Creating a response generates model output from text, image, or file inputs. The API supports sophisticated features like tool integration, structured outputs, function calling, and conversation continuity via `previous_response_id` or `conversation` parameters. Responses can run synchronously or asynchronously (background mode) and support streaming for real-time output.

### Key Parameters

- **`model`** (string, optional): Model ID like `"gpt-5-mini"` or `"gpt-5"`. Determines capabilities, performance, and cost.
- **`input`** (string/array, optional): Text, images, or files to process. Can be a simple string or complex array of items.
- **`instructions`** (string, optional): System/developer message for context. Not carried over when using `previous_response_id`.
- **`temperature`** (number, 0-2, default 1): Controls randomness. Higher = more creative, lower = more deterministic.
- **`max_output_tokens`** (integer, optional): Token limit for response including reasoning tokens.
- **`tools`** (array, optional): Built-in tools (web search, file search) or custom functions the model can call.
- **`tool_choice`** (string/object, optional): Controls tool selection ("auto", "required", "none", or specific tool).
- **`text`** (object, optional): Configuration for text output format (plain text or structured JSON).
- **`previous_response_id`** (string, optional): ID of previous response for multi-turn conversations.
- **`conversation`** (string/object, optional): Conversation ID or object for persistent context.
- **`metadata`** (map, optional): Custom key-value pairs (16 max, 64/512 char limits).
- **`background`** (boolean, default false): Run asynchronously, enabling cancellation.
- **`stream`** (boolean, default false): Stream response data in real-time via server-sent events.
- **`store`** (boolean, default true): Whether to store response for later retrieval.

In [2]:
# Simple text response
response = client.responses.create(
    model="gpt-5-mini",
    input="Explain quantum entanglement in two sentences suitable for a high school student."
)

print(f"Response ID: {response.id}")
print(f"Model: {response.model}")
print(f"Status: {response.status}")
print(f"\nOutput Text:\n{response.output_text}")
print(f"\nToken Usage:")
print(f"  Input: {response.usage.input_tokens}")
print(f"  Output: {response.usage.output_tokens}")
print(f"  Total: {response.usage.total_tokens}")

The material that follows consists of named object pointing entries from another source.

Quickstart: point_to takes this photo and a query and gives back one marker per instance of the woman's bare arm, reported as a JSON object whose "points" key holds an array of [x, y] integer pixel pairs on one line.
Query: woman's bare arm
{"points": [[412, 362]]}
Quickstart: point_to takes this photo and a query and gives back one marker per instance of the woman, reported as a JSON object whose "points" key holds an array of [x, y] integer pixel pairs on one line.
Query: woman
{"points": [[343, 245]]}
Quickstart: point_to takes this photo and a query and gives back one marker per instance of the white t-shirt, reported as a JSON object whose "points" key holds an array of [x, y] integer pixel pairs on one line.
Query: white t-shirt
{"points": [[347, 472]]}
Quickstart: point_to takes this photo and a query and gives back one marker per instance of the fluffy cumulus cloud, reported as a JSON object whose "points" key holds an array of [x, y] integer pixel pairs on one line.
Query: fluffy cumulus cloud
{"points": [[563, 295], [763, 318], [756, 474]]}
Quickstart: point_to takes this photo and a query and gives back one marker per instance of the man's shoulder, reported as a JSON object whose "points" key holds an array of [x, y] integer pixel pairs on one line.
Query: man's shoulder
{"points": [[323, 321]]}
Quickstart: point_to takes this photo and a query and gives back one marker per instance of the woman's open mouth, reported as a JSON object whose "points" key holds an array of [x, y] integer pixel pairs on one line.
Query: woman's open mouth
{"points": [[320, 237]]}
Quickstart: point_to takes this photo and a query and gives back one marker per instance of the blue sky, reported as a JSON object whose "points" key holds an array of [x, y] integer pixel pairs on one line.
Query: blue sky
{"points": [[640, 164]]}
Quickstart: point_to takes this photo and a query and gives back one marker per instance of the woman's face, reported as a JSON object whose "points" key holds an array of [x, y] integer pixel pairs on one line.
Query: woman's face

Response ID: resp_07156feef9c847ff006926ed7097fc81909ee0b1dc4dd9740d
Model: gpt-5-mini-2025-08-07
Status: completed

Output Text:
Quantum entanglement is a quantum phenomenon where two or more particles become linked so that measuring a property (like spin or polarization) of one immediately fixes the corresponding property of the other, even if they are far apart. Although the outcomes are random and can't be used to send information faster than light, the measurements show stronger correlations than you'd expect from ordinary, non-quantum objects.

Token Usage:
  Input: 21
  Output: 339
  Total: 360


In [4]:
# Response with system instructions and temperature control
creative_response = client.responses.create(
    model="gpt-5-mini",
    input="Write a haiku about artificial intelligence.",
    instructions="You are a creative poet who specializes in concise, evocative imagery.",
    metadata={"type": "poetry", "format": "haiku"}
)

print(f"Creative Response ({creative_response.temperature} temperature):\n")
print(creative_response.output_text)
print(f"\nMetadata: {creative_response.metadata}")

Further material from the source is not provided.